Just Doing Their Job? The Structural Roots of Police Abuse
I recall my first contact with police as a middle schooler. Two of my friends and I, all Black youths, were walking in our neighborhood. San Francisco’s Richmond district was diverse but mostly White then. It was a dark early evening. As the three of us were walking, a police car pulled up. The officers ordered us to empty our pockets. They searched us without asking for permission or explaining why they had stopped us. Finding nothing illegal, they departed without explanation or apology. We knew they had stopped us because we were Black. To them Black kids in a “White neighborhood” was synonymous with suspicious. They didn’t beat us or kill us. So the physical toll was light, but the psychological effects were deep. Afterward we had to question if the police would protect and serve us.
The Black Lives Matter movement has focused attention on police killings of Blacks. Indeed, many believed BLM was bringing about some meaningful changes in the way police engaged Black communities. Then Alton Sterling was killed in Baton Rogue, and Philando Castile was killed in Minnesota, and we all were left wondering: why does this familiar pattern keep repeating? I believe the answer is the role law enforcement plays within Structural Racism.
Structural Racism is the combination of historical, cultural, institutional and interpersonal forces that routinely advantages Whites while producing cumulative and chronic adverse outcomes for people of color. Historically, this country claimed to be founded on the ideals of freedom and liberty. Needing to justify the inherent contradiction the African slave trade posed to those founding ideals, the artificial notion of race was used to rationalize the enslavement and horrific treatment of Africans.

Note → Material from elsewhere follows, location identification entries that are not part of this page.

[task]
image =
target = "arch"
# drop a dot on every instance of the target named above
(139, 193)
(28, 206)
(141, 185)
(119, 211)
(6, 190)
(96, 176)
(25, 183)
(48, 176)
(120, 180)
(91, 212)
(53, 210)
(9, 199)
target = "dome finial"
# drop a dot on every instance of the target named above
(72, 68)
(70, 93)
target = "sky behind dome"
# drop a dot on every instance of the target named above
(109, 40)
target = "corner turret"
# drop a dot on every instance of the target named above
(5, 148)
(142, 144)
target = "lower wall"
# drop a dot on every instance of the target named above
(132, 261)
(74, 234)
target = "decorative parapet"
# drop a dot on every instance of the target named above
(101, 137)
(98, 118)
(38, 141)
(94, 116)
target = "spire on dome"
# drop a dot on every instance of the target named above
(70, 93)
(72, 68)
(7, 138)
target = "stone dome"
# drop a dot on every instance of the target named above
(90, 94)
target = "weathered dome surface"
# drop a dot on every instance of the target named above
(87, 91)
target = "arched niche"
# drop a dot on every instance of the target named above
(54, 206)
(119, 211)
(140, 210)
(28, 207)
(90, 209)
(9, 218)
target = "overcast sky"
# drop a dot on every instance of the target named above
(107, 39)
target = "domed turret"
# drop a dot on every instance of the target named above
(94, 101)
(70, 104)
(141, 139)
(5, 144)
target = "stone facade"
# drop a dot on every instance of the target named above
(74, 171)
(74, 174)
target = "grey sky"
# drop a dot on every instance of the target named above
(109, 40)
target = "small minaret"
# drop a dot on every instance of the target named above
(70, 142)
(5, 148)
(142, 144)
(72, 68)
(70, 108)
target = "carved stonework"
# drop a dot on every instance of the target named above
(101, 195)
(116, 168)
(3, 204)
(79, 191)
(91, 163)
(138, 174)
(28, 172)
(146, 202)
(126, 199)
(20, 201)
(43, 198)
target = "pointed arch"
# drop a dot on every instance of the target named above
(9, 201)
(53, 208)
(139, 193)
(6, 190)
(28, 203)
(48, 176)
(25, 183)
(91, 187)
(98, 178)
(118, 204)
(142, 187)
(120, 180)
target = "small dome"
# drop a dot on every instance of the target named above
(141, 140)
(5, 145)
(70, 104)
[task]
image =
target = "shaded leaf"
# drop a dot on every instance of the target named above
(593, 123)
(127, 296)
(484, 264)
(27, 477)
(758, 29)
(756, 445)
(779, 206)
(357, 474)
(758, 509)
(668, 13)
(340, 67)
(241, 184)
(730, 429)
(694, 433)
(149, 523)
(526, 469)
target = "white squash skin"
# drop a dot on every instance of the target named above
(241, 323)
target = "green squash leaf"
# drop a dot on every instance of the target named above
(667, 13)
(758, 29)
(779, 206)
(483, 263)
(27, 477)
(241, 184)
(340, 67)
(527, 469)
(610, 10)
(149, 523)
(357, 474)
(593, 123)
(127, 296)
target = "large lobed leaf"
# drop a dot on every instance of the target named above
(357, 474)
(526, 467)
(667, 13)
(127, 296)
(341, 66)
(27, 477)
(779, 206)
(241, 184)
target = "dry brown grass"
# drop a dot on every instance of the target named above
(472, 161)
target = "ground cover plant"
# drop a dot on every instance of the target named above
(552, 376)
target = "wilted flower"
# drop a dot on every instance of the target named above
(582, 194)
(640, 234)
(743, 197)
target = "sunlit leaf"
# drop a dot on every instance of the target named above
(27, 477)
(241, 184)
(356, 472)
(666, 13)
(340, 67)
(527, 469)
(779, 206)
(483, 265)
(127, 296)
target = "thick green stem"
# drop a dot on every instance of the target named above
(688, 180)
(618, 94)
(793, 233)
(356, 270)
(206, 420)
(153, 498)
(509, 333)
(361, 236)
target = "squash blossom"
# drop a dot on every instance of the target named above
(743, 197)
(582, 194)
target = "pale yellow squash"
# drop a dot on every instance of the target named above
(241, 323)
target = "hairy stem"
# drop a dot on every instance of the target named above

The methods that were employed to convince everyone of this racial myth (i.e. there are racial groups that can be scientifically distinguished, and those racial groups naturally fall into a hierarchy with Whites on top and Blacks on the bottom) were systematic and comprehensive (e.g. racist stereotyping, narratives, ideology, imagery and emotions). These methods are still with us today and “frame” how we interpret everything around us; they are ubiquitous yet rarely noticed. Since slavery, every aspect of American culture has been used to reinforce this racial hierarchy. Two examples are the films Birth of a Nation, which reinvented the history of the south employing the most vicious stereotypes of freed slaves, and Ethnic Notions, by Marlon Riggs, which depicts the countless ways Black stereotypes encroach into everyday life. Ta-Nehisi Coates shows how institutional forces work to discriminate against Black folks historically and today. These institutional forces, through the establishment of certain policies, fostered racial segregation in the US, and it remains so today.
Police abuse in the Black community is old news, as old as the institution of policing itself. Police serve as the guardians of the established order, protecting racialized borders. Since the precursor to the police, the slave patrol, chased down runaway slaves, the role of the police/patrol has been to keep Blacks “in their place” spatially and socially. They made sure Blacks stayed in spaces designated for them and ensured they didn’t enter White-designated spaces. From the outset the patrol was authorized to use unlimited violence to accomplish its purpose. Since their creation, police have used extreme violence on Blacks, almost always with no negative repercussions. The White community has long had a Faustian bargain with police: they support the police when they do violent things to Black folks, and in exchange the police unfailingly protect and serve them. Because of the racial hierarchy built into Structural Racism, the mainstream White community goes along with these practices, believing them necessary to preserve their privilege. Of course, there have always been White allies who have stood with Black folks in our struggle for fairness. Recent videos demonstrating the callous treatment Black people receive from some police officers have also taken the scales off the eyes of many White people
Since slavery, identifying Blacks as the “other” was crucial to the function of the police. So it’s not surprising those officers stopped my friends and me because our Blackness equated with being suspicious. As long as we live in a country where life is viewed through society’s Structural Racism, I think it’s inevitable that we will continue to witness the killing of unarmed Black people by police. So we must struggle mightily to expose Structural Racism and bring it to an end.